The EPA requires that it be notified of spills of 100 pounds of DCP (or more) into the environment. In addition, the EPA has established a health advisory maximum level of 0.03 mg DCP per liter of drinking water in order to protect the health of children (ATSDR, 2008).
The purpose of these studies was to determine the potential effects of DCP on the immune system when administered in drinking water. These studies were conducted in female B6C3F1 mice. The animals were exposed to DCP based on the concentration of the test substance in the drinking water. DCP solutions were freshly prepared every two weeks in tap water and stored refrigerated.

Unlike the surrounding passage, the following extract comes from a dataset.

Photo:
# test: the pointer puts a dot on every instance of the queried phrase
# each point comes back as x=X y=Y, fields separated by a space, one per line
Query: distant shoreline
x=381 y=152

Administration of DCP produced a significant dose-related decrease in terminal body weight and body weight gain; however, a majority of the toxicological and immunological parameters evaluated were unaffected. A dramatic decrease in body weight gain was observed, with all animals losing weight during the first week of study. At the highest DCP concentration (1000 μg/ml), the body weight never returned to the starting weight, and weight loss was accompanied by a dose-dependent decrease in water consumption throughout the exposure period. In contrast, no effect was observed on either relative spleen or relative thymus weight at any of the dose levels evaluated and, overall, hematological parameters were unaffected. Effects observed on the phenotypic analysis of spleen cell populations appeared to be due to the changes observed in spleen cell numbers. Immunological parameters that were not affected by DCP exposure included cell-mediated immune parameters (the mixed leukocyte response, and anti-CD3-mediated spleen cell proliferation) and innate immune parameters (natural killer cell activity). Humoral immunity, as measured by the spleen Immunoglobulin M antibody-forming cell response to the T cell dependent antigen sheep erythrocytes, was dose dependently decreased, reaching the level of statistical significance at dose levels > 250 μg/ml. Serum anti-sRBC IgM antibody levels were decreased in a dose-dependent manner, but the decreases at the individual doses did not reach the level of statistical significance.
In conclusion, humoral immune parameters were adversely affected to a greater extent than those of the innate immune response or cell-mediated immunity following exposure to DCP.